An extraordinary new chapter in the life of former Manchester City manager Joe Mercer took the football world by surprise in May 1974.
Mercer was in charge of Coventry City at the time after an acrimonious exit from Maine Road in 1971 which saw his car parking space and desk removed while he was still at the club.
But he soon found himself at the helm of another prestigious side – arguably the most prestigious in the land.
On May Day 1974, Mercer accepted the position of caretaker manager of the England national football team after the dismissal of 1966 World Cup winner Sir Alf Ramsey.
Failing to qualify for the 1974 World Cup had cost Ramsey his job. The axe fell just a few months after the hugely disappointing 1-1 home draw with Poland in which Brian Clough described Polish goalkeeper Jan Tomaszewksi as a ‘circus clown in gloves.’

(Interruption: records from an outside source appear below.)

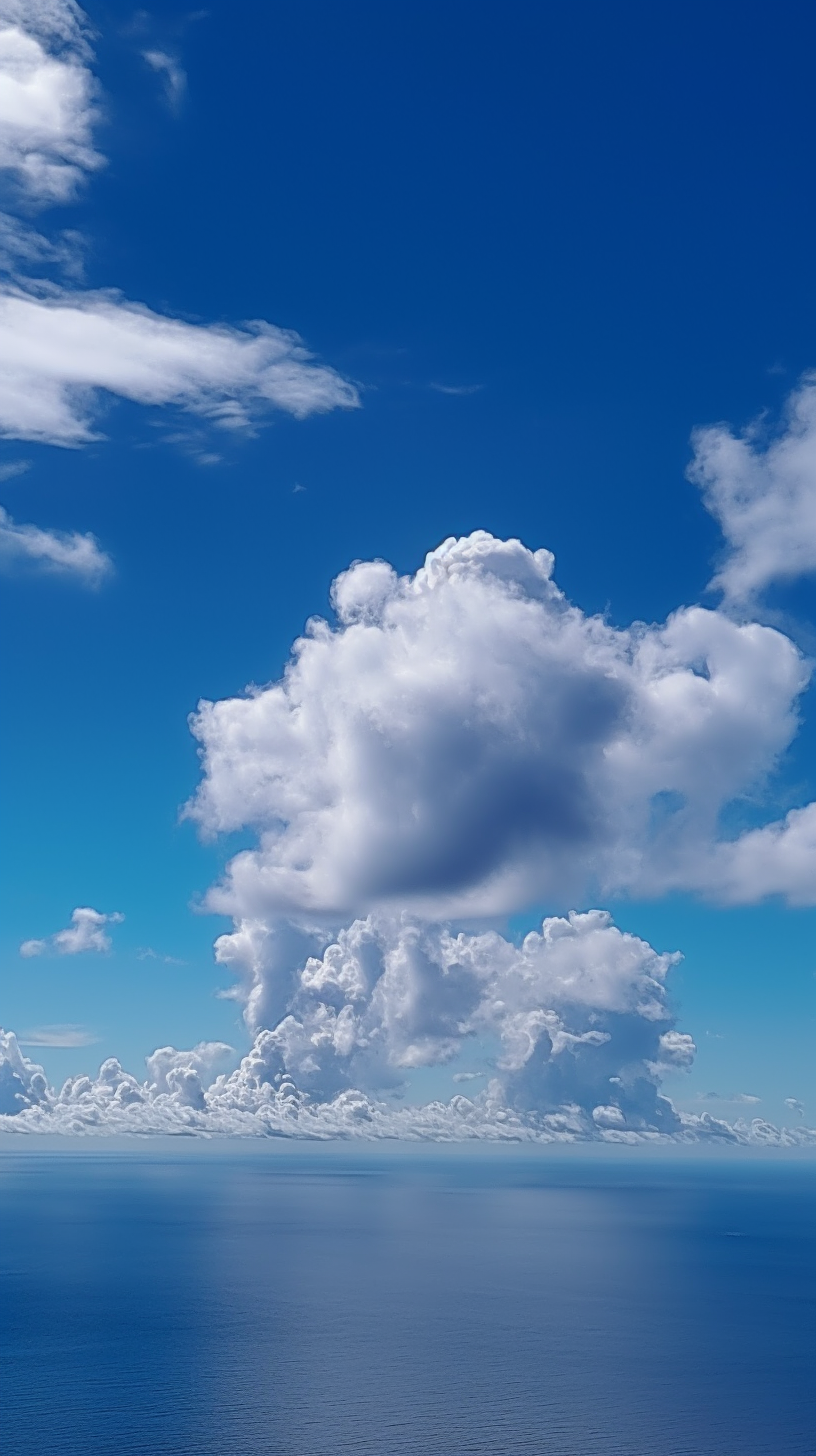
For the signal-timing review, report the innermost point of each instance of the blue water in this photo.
(378, 1305)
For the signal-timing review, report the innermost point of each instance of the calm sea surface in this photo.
(330, 1303)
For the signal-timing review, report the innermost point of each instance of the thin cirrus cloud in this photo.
(63, 348)
(171, 73)
(48, 99)
(762, 492)
(86, 932)
(61, 1035)
(59, 351)
(66, 554)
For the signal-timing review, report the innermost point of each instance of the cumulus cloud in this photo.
(762, 492)
(260, 1101)
(573, 1006)
(59, 351)
(86, 932)
(67, 554)
(464, 743)
(47, 99)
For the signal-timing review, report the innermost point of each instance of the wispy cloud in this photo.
(146, 952)
(12, 468)
(59, 350)
(60, 1035)
(762, 491)
(48, 99)
(86, 932)
(67, 554)
(171, 73)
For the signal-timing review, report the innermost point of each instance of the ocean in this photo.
(343, 1302)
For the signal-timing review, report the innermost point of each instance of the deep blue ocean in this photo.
(331, 1302)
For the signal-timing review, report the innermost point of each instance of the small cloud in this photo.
(171, 74)
(85, 934)
(67, 554)
(12, 468)
(64, 1035)
(456, 389)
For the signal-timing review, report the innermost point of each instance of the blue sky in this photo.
(542, 245)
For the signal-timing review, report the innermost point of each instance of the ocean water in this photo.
(328, 1302)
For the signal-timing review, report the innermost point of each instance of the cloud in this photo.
(146, 952)
(48, 99)
(24, 248)
(12, 468)
(85, 934)
(762, 492)
(465, 743)
(777, 859)
(573, 1006)
(258, 1101)
(61, 1035)
(60, 350)
(171, 74)
(456, 389)
(63, 552)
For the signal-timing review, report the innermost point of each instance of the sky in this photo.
(499, 319)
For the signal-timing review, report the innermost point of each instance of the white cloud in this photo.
(85, 934)
(12, 468)
(47, 98)
(764, 495)
(465, 743)
(64, 552)
(171, 73)
(61, 1035)
(573, 1006)
(258, 1101)
(60, 350)
(777, 859)
(22, 246)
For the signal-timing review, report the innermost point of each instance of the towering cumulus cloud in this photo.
(465, 741)
(461, 744)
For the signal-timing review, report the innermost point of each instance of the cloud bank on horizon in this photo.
(456, 746)
(459, 744)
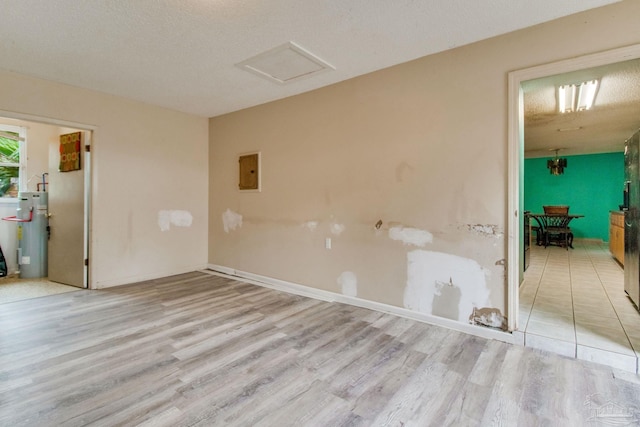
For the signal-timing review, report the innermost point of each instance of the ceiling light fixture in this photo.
(575, 97)
(556, 166)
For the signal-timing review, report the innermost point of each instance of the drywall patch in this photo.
(167, 218)
(231, 220)
(349, 283)
(489, 230)
(490, 317)
(336, 228)
(429, 273)
(311, 225)
(410, 236)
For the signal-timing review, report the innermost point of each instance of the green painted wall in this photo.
(591, 185)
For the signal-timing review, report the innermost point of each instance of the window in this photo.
(12, 160)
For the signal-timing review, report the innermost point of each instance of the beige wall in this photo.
(422, 145)
(147, 162)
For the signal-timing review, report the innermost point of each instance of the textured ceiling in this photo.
(181, 54)
(614, 117)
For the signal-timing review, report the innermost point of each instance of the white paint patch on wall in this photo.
(349, 283)
(336, 228)
(167, 218)
(410, 236)
(231, 220)
(428, 272)
(311, 225)
(486, 230)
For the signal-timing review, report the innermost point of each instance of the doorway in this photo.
(68, 194)
(608, 337)
(515, 205)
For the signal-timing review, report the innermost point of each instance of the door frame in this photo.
(515, 156)
(89, 180)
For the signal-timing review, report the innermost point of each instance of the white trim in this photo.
(142, 278)
(307, 291)
(515, 125)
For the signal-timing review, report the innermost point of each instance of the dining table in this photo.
(554, 222)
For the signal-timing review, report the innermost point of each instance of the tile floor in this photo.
(15, 289)
(573, 303)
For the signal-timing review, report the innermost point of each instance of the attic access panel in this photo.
(285, 64)
(249, 172)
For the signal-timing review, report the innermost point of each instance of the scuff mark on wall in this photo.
(179, 218)
(489, 230)
(336, 228)
(445, 280)
(311, 225)
(488, 317)
(349, 283)
(231, 220)
(410, 236)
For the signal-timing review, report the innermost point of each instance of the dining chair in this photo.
(557, 225)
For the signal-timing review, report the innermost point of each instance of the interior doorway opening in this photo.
(516, 158)
(67, 192)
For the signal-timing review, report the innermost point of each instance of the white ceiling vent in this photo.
(285, 64)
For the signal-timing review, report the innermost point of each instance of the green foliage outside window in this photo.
(9, 166)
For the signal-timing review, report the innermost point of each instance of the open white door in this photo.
(68, 214)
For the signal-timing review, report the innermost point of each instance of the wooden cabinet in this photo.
(616, 235)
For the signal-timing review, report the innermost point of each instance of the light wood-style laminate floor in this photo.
(198, 349)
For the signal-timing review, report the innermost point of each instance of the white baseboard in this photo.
(143, 277)
(307, 291)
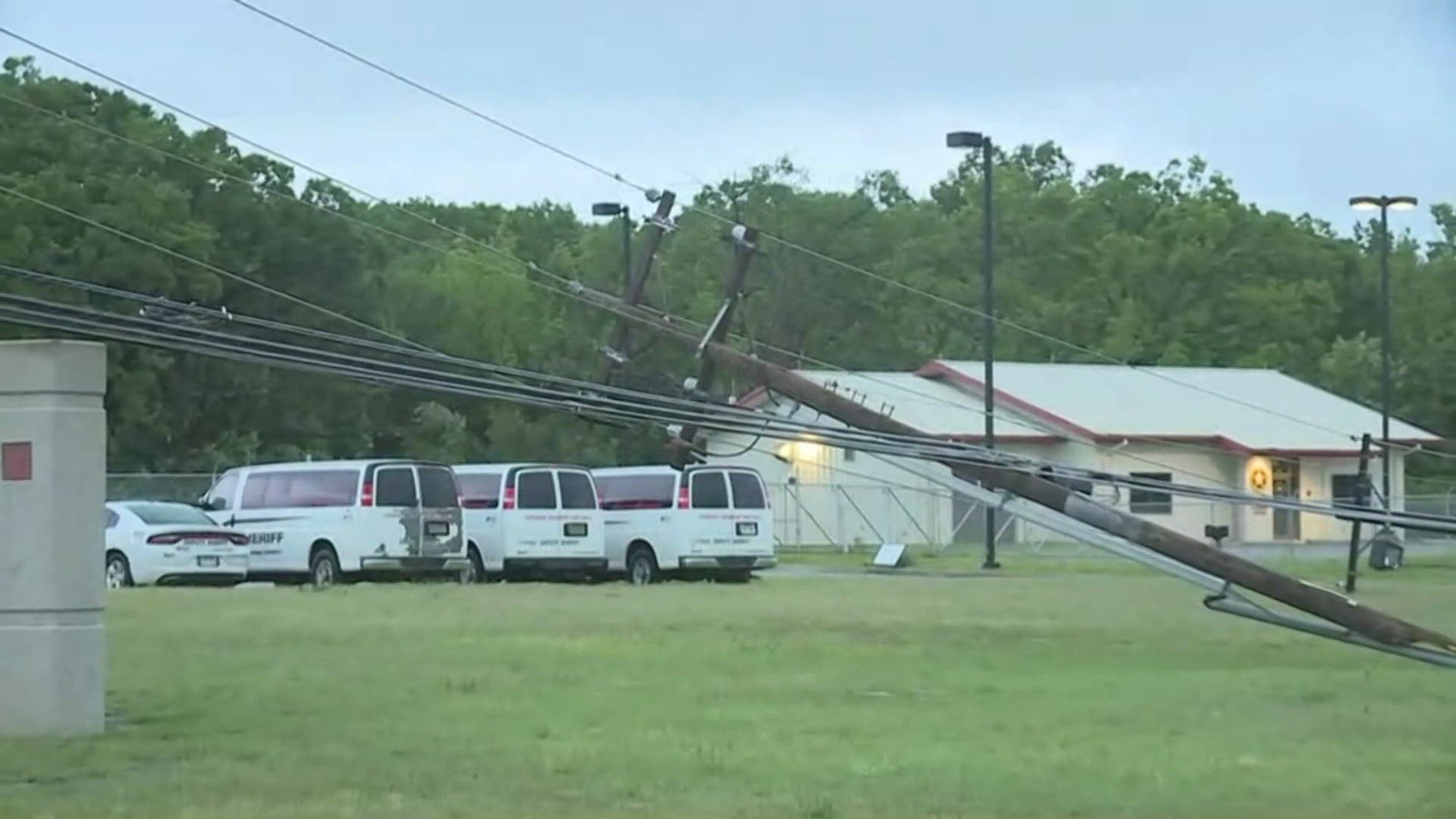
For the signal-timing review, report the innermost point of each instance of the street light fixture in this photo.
(968, 140)
(618, 209)
(1385, 205)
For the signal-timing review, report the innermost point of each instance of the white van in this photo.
(338, 521)
(705, 521)
(532, 519)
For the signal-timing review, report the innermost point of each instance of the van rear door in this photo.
(582, 532)
(710, 516)
(397, 496)
(753, 526)
(440, 519)
(535, 528)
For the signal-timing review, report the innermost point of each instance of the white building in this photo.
(1251, 430)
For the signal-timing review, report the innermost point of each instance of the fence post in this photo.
(913, 522)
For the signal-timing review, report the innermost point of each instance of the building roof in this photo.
(930, 406)
(1238, 409)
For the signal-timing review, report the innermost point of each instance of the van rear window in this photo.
(536, 490)
(577, 491)
(289, 488)
(437, 487)
(395, 487)
(481, 490)
(747, 490)
(637, 491)
(710, 490)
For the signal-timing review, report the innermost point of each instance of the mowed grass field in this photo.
(1059, 694)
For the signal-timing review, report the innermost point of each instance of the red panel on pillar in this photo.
(15, 461)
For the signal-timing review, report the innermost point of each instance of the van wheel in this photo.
(324, 569)
(642, 566)
(118, 572)
(476, 572)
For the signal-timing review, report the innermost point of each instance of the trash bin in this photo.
(1386, 551)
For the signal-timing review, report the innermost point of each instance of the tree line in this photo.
(1165, 267)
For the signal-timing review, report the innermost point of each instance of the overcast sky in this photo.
(1302, 102)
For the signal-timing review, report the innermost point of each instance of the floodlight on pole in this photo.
(976, 140)
(1385, 205)
(618, 209)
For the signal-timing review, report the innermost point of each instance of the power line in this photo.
(478, 242)
(522, 262)
(206, 265)
(769, 235)
(564, 397)
(519, 261)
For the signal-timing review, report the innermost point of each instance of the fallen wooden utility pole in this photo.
(655, 228)
(743, 248)
(1312, 599)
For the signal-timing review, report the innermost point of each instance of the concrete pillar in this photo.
(53, 484)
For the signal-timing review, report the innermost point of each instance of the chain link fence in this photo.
(861, 518)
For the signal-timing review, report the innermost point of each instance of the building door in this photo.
(968, 519)
(1285, 484)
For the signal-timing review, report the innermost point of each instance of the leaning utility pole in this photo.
(1237, 572)
(655, 228)
(743, 241)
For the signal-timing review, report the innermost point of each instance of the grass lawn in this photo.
(1036, 695)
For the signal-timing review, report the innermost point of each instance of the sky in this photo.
(1301, 102)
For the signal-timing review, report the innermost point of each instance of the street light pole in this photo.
(983, 142)
(1385, 357)
(1385, 205)
(617, 209)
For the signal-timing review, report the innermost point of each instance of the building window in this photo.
(1150, 502)
(1345, 490)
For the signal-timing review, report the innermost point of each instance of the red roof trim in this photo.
(979, 438)
(940, 371)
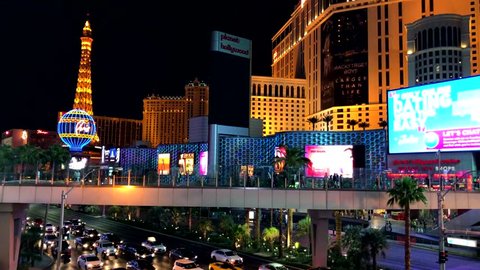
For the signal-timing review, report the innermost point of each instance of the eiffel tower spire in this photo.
(83, 93)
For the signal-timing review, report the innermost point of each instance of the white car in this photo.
(226, 255)
(50, 228)
(184, 264)
(105, 249)
(272, 266)
(154, 246)
(89, 261)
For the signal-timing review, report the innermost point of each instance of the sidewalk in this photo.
(420, 240)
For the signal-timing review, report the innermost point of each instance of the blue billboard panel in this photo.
(442, 116)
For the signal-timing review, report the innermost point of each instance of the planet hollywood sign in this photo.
(425, 164)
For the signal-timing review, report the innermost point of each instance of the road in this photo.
(421, 259)
(137, 235)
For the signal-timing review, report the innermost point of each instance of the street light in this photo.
(60, 240)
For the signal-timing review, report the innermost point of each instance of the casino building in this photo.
(350, 53)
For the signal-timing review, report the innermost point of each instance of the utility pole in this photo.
(440, 197)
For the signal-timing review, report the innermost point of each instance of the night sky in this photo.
(139, 48)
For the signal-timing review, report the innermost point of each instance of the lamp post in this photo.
(60, 240)
(440, 198)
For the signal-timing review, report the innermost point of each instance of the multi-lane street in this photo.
(136, 235)
(421, 259)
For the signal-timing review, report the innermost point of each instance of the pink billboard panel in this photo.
(328, 160)
(203, 163)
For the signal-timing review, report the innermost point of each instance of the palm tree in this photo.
(383, 124)
(56, 154)
(327, 119)
(373, 242)
(352, 123)
(313, 120)
(294, 160)
(303, 229)
(6, 158)
(205, 226)
(270, 235)
(405, 192)
(363, 125)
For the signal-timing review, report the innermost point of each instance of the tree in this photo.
(363, 125)
(242, 235)
(6, 158)
(270, 235)
(205, 226)
(405, 192)
(352, 123)
(303, 229)
(227, 225)
(383, 124)
(293, 161)
(373, 242)
(313, 120)
(327, 119)
(56, 154)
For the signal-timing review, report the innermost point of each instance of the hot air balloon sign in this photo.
(76, 129)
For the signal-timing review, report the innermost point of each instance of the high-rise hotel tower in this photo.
(83, 93)
(350, 52)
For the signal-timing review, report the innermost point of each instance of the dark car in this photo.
(92, 233)
(86, 243)
(140, 265)
(112, 237)
(131, 251)
(182, 253)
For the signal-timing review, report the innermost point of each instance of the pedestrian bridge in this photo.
(235, 197)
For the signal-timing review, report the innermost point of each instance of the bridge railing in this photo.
(361, 182)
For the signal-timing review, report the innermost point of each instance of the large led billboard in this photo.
(442, 116)
(185, 163)
(328, 160)
(163, 167)
(203, 157)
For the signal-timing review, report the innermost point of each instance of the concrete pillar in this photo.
(11, 224)
(319, 236)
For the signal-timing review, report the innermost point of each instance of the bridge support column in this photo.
(319, 236)
(11, 217)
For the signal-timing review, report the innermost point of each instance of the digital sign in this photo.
(442, 116)
(280, 152)
(163, 167)
(185, 163)
(78, 163)
(203, 163)
(327, 160)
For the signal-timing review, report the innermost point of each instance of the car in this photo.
(49, 240)
(66, 251)
(222, 266)
(226, 255)
(112, 237)
(89, 261)
(154, 246)
(50, 228)
(272, 266)
(105, 248)
(92, 233)
(140, 265)
(85, 242)
(182, 253)
(131, 251)
(183, 264)
(77, 230)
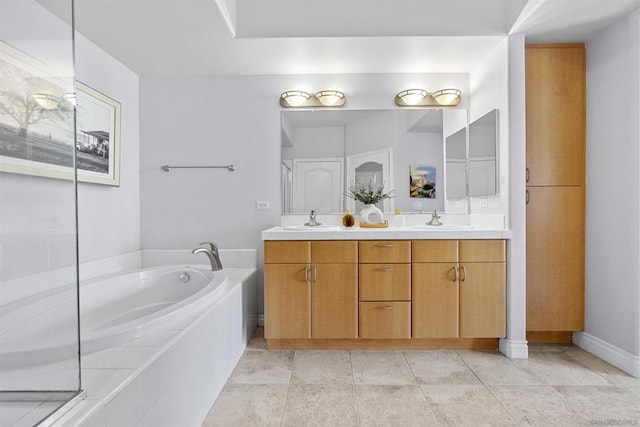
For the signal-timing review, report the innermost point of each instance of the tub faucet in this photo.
(435, 219)
(312, 220)
(214, 258)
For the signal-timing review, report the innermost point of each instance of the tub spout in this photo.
(214, 258)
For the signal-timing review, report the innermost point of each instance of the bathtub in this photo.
(114, 310)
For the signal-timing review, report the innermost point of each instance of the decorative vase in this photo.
(370, 214)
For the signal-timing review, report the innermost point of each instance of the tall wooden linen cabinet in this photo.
(555, 180)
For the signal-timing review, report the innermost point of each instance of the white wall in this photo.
(234, 119)
(490, 89)
(109, 217)
(613, 187)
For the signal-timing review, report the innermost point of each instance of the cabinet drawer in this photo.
(287, 251)
(334, 251)
(434, 251)
(384, 251)
(385, 282)
(482, 250)
(385, 319)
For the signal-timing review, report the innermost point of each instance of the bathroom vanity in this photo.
(396, 288)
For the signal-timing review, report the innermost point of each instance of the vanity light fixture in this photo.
(422, 98)
(324, 98)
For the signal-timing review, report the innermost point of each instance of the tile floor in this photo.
(558, 385)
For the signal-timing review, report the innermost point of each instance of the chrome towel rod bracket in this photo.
(167, 168)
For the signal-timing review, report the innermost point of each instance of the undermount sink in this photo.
(443, 227)
(310, 227)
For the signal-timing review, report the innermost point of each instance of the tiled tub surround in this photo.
(165, 377)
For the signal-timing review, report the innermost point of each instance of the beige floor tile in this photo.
(320, 405)
(558, 368)
(263, 367)
(381, 367)
(322, 367)
(613, 404)
(440, 367)
(493, 368)
(389, 405)
(539, 406)
(244, 405)
(610, 372)
(466, 405)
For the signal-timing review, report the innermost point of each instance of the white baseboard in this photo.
(514, 349)
(608, 352)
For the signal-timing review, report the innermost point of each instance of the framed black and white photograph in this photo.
(97, 136)
(37, 118)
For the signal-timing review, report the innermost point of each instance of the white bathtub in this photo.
(40, 329)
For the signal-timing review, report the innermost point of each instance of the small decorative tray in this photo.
(384, 224)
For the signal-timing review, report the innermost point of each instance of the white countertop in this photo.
(391, 233)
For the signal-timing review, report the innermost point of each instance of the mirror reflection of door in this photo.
(375, 166)
(318, 185)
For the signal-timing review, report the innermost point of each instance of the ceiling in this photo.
(239, 37)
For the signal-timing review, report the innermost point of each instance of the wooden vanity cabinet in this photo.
(385, 289)
(458, 288)
(311, 289)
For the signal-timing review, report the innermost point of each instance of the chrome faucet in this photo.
(435, 218)
(212, 254)
(312, 220)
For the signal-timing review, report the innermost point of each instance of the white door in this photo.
(318, 185)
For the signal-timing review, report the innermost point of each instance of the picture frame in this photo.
(37, 123)
(97, 136)
(422, 181)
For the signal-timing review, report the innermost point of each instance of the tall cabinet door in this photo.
(555, 259)
(287, 301)
(482, 299)
(334, 290)
(556, 114)
(434, 296)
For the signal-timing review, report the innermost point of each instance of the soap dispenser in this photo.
(348, 220)
(398, 219)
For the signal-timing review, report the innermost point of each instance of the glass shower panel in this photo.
(39, 328)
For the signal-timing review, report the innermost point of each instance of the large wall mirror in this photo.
(325, 150)
(483, 161)
(471, 159)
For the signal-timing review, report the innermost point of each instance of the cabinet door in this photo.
(287, 301)
(434, 297)
(555, 259)
(556, 114)
(334, 291)
(482, 300)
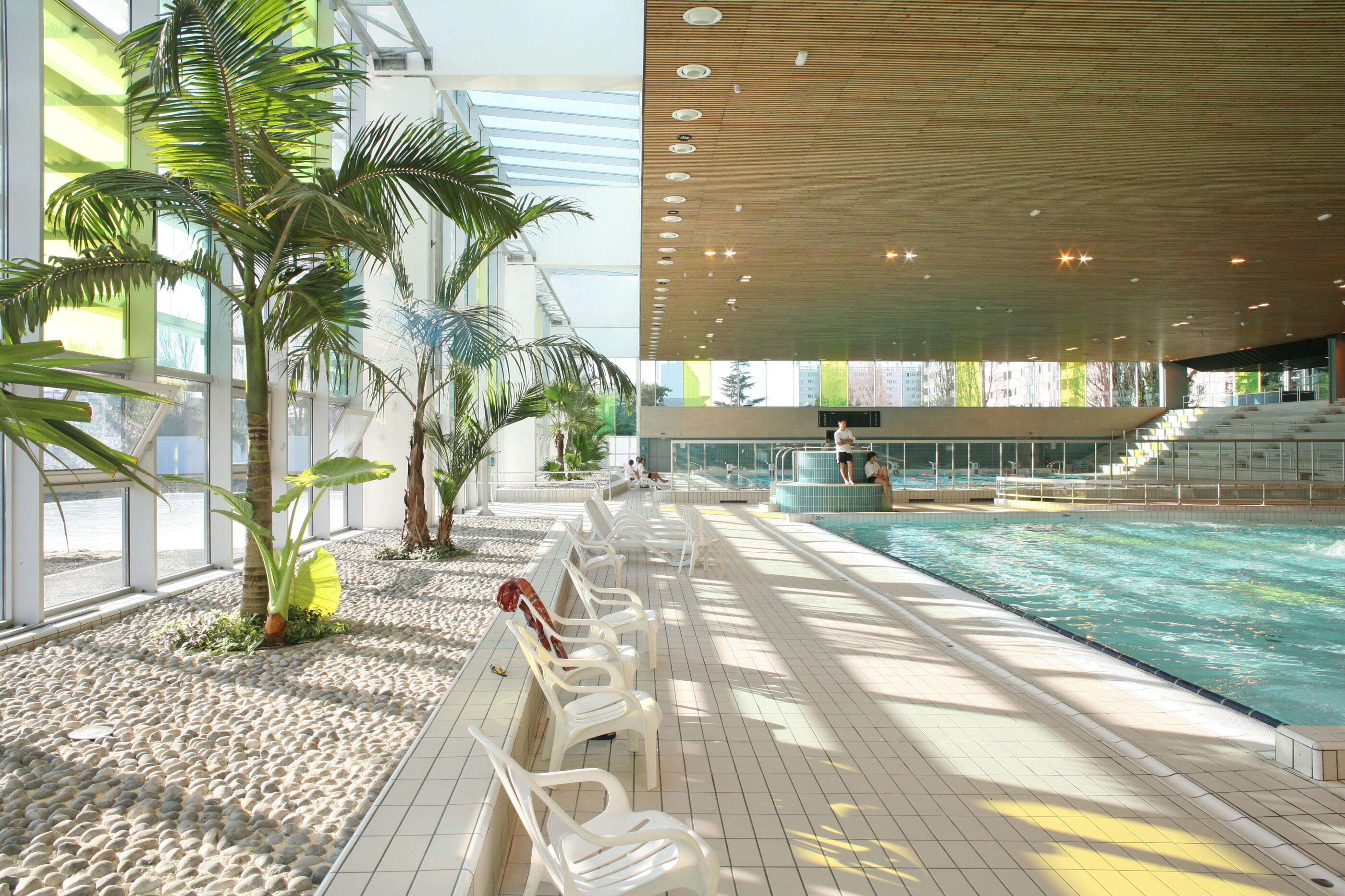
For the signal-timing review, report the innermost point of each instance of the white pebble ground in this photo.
(233, 774)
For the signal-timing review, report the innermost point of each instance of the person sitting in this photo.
(877, 472)
(654, 475)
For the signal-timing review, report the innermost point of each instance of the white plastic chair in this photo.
(618, 852)
(592, 553)
(602, 654)
(630, 617)
(595, 711)
(703, 541)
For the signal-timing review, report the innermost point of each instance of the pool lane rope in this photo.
(1281, 852)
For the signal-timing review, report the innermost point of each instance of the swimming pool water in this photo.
(1251, 611)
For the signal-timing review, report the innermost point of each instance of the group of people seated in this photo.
(642, 478)
(873, 470)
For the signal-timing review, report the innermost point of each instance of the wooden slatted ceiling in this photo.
(1162, 139)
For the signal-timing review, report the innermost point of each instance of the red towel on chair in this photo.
(535, 611)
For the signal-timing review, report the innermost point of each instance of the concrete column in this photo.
(1174, 384)
(24, 154)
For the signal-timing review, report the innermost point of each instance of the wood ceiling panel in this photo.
(1161, 139)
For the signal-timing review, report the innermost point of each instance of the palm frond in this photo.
(31, 291)
(392, 162)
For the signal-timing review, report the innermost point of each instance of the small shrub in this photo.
(432, 552)
(224, 633)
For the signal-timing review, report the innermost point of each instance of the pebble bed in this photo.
(232, 773)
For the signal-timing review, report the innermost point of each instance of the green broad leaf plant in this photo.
(313, 584)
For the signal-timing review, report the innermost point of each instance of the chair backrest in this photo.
(522, 789)
(541, 662)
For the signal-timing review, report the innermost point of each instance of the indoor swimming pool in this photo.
(1251, 611)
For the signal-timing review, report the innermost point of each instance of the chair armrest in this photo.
(616, 797)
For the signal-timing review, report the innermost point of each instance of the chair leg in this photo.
(535, 876)
(557, 750)
(651, 758)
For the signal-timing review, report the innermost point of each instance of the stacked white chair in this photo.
(616, 853)
(595, 711)
(592, 553)
(629, 615)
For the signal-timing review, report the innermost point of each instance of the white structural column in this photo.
(22, 200)
(517, 444)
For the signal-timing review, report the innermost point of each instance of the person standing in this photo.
(845, 439)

Mercer was quickly into action in his new role with experienced assistants Harold Shepherdson as coach and Les Cocker as trainer. Both had been with Ramsey and knew the England set-up inside out.
Mercer’s first match was the opening fixture of the home internationals against Wales at Ninian Park on May 11th. A crowd of 25,734 saw England win 2-0 with goals from Collyhurst-born Stan Bowles, a former Manchester City player, and Kevin Keegan.
Four days later, England faced Northern Ireland at Wembley in front of 48,500 spectators. The result was another win for England, this time 1-0, with a goal from Keith Weller.
But Mercer’s 100 per cent record came to an abrupt end when England played Scotland at a ferociously partisan Hampden Park on May 18th.
More than 94,000 raucous fans willed Scotland to a famous 2-0 win. The Scotland scorer was future Manchester United centre forward Joe Jordan, while England defender Colin Todd conceded an own goal.
It must have brought back memories for Mercer. One of his five England caps as a player was won against Scotland at Hampden Park in April 1939. A record crowd of 150,000 watched England triumph 2-1 that day on a muddy, rain-soaked pitch.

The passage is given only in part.